Мы нашли столик в углу. Я вытащил сигареты и закурил, чувствуя, как восстанавливается баланс между задымленностью снаружи и внутри организма.
Подошла официантка — пигалица исключительно пэтэушного вида в неопрятном переднике. Кирилл заказал жареную картошку с котлетой неопределенного происхождения. Я от волнения не хотел ни есть, ни пить. Но все-таки взял какого-то местного пива — явно не «Гиннесса».
Киря накинулся на еду, как плодотворно поработавший человек с чистой совестью, которого ничто не гнетет. Я смотрел на него не без зависти. Вот у кого не было никаких сомнений с выбором призвания. Хорошо людям, которым не надо блуждать и что-то искать в потемках.
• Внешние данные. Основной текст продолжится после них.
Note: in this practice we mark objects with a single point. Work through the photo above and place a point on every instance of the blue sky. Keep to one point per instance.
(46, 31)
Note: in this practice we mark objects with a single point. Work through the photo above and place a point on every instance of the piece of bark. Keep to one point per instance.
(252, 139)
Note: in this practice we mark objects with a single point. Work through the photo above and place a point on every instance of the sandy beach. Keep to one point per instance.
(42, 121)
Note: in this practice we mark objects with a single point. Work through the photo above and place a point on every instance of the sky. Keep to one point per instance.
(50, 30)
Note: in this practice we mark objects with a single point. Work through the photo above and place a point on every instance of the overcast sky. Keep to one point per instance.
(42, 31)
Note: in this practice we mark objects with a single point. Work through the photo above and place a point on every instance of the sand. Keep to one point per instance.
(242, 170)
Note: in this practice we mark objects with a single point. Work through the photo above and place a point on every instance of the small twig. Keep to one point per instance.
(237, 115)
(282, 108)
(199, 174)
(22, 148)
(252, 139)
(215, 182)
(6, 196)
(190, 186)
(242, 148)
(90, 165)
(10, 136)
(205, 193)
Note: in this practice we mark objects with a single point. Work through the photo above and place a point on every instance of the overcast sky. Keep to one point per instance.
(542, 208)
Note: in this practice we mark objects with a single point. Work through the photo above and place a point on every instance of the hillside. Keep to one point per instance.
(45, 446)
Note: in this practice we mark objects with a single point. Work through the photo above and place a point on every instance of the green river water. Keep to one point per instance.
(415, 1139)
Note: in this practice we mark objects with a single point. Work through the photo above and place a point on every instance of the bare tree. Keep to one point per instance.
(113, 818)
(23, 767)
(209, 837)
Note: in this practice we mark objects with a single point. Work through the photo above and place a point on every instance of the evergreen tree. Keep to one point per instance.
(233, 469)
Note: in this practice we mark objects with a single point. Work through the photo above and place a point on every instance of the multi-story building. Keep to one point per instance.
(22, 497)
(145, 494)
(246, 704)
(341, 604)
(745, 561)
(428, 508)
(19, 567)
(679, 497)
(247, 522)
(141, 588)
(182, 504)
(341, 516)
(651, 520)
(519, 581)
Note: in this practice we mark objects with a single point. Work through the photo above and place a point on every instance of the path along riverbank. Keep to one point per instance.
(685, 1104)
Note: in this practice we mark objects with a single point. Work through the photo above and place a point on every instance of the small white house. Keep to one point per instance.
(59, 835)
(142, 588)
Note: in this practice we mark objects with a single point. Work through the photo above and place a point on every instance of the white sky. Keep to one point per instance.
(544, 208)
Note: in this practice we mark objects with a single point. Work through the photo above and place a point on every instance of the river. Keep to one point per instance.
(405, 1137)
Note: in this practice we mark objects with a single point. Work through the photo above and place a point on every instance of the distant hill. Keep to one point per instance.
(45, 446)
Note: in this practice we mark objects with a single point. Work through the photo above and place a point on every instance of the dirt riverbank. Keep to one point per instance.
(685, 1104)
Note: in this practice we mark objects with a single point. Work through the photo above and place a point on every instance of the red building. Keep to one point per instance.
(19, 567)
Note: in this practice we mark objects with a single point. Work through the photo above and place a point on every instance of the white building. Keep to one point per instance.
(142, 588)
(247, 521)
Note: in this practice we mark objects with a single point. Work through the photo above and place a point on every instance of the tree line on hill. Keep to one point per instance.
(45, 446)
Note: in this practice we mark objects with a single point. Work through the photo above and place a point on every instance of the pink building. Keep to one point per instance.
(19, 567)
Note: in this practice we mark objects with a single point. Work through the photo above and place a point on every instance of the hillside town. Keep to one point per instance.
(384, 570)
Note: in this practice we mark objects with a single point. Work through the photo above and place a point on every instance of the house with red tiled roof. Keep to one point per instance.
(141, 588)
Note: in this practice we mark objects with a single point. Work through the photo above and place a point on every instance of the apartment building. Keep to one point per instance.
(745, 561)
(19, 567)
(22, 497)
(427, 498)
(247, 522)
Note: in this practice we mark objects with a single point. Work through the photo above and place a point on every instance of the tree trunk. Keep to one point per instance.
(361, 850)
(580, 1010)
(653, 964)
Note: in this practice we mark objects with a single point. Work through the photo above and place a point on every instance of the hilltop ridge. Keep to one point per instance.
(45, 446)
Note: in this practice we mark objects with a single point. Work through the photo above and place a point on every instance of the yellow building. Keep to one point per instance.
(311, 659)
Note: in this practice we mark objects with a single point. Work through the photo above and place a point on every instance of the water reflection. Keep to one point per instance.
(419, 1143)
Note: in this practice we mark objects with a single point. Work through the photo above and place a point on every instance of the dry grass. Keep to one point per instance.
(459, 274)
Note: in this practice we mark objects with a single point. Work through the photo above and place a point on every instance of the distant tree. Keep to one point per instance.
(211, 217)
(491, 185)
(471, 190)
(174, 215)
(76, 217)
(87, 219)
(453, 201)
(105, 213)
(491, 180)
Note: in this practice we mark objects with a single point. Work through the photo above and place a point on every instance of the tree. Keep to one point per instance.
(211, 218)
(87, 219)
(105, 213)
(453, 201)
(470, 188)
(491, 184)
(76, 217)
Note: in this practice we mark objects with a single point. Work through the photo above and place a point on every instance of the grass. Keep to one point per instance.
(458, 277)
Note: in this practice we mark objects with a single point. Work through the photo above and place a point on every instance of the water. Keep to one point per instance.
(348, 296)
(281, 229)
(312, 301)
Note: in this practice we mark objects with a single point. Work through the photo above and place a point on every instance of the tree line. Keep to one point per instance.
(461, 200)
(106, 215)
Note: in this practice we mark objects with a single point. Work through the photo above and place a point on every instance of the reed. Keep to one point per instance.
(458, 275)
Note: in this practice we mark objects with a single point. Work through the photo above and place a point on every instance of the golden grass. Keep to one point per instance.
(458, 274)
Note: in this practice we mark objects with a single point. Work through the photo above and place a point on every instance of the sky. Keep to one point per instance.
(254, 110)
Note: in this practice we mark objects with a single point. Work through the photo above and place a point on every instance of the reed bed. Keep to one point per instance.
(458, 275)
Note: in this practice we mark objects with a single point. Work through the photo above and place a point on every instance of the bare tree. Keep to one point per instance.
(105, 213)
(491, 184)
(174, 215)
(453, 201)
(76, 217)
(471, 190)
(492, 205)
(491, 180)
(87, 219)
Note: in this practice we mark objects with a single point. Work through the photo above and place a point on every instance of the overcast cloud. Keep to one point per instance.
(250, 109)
Их жизненный путь сразу ясен и прям — только иди, не сворачивая, и не останавливайся.
Котлета не внушала ни малейшего доверия. Жирный жареный фарш, из которого она была слеплена, вдруг показался мне очень странной и нелепой штукой. Я подавил рвотный позыв и с жалостью посмотрел на то, во что превратилось нормальное мясо после тепловой обработки. «Странные люди, — подумалось мне. — Испортили зачем-то хороший продукт. Словно убили его еще раз…»
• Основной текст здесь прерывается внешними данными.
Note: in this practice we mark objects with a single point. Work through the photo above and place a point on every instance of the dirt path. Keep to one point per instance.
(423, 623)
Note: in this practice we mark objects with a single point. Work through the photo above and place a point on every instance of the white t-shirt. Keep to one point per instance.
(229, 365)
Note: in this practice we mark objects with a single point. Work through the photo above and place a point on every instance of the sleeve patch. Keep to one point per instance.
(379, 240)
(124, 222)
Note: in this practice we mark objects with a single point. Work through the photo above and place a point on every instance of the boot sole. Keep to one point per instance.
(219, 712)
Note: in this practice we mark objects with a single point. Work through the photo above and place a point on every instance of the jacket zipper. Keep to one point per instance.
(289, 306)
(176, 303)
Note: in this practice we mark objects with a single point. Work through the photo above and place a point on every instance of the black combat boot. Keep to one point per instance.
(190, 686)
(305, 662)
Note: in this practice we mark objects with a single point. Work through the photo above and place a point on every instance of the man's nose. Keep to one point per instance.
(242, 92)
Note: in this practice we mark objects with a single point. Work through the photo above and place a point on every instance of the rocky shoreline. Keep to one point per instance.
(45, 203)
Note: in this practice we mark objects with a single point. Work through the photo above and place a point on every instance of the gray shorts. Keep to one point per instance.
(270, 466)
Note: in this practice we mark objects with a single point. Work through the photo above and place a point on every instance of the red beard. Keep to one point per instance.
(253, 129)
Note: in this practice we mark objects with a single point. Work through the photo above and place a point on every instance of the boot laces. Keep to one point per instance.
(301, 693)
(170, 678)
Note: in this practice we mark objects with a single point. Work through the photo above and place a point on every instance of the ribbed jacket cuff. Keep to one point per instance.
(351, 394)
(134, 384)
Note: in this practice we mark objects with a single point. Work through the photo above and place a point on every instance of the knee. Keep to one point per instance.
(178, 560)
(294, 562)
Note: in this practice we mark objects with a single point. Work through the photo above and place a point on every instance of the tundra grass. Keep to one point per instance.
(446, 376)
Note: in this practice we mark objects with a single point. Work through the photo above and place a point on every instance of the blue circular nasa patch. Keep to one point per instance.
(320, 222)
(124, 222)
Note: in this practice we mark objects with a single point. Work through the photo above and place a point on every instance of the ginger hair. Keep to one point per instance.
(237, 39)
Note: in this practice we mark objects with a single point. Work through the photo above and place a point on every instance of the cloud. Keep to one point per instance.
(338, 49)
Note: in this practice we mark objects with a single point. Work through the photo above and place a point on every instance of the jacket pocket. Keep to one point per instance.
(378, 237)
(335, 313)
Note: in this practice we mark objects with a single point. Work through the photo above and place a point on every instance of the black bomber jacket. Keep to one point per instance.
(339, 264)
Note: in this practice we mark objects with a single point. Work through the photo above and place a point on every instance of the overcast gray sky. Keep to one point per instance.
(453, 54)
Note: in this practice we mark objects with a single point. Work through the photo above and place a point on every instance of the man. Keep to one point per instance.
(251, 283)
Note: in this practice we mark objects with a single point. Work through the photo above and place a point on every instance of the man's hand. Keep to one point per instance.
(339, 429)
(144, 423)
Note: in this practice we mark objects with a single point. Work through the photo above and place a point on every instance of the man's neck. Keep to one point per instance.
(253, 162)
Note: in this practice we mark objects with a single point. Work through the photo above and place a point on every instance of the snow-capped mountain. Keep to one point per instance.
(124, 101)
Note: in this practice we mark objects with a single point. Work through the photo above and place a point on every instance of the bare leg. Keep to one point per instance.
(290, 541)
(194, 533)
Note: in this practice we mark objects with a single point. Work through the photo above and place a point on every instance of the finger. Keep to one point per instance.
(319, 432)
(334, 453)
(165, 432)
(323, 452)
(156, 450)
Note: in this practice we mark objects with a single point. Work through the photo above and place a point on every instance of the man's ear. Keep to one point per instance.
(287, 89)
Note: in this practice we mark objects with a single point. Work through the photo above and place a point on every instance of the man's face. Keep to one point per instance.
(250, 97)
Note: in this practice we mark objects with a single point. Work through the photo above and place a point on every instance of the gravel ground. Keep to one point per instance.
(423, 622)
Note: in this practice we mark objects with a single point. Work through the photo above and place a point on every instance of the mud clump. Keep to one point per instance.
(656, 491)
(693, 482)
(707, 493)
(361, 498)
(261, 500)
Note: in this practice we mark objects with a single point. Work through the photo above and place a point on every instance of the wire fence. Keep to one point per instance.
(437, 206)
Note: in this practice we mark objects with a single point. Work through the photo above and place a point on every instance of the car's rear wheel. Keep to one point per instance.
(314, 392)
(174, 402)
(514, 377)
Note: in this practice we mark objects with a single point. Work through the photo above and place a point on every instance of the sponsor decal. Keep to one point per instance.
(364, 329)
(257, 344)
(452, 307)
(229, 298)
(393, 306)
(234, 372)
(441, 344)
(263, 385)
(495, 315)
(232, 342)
А картошка? Ну какая же это еда! Это же растение!
Взгляд переместился выше — на вилку, которой Киря ломал котлету, и на собственно Кирину руку с длинными худыми пальцами. Рука почему-то представилась в разрезе: белые кости, сочное красное мясо, соленая кровь… Все не просто свежее, а живое, естественно горячее, а не подогретое… Совсем другое дело! Рот неожиданно наполнился слюной.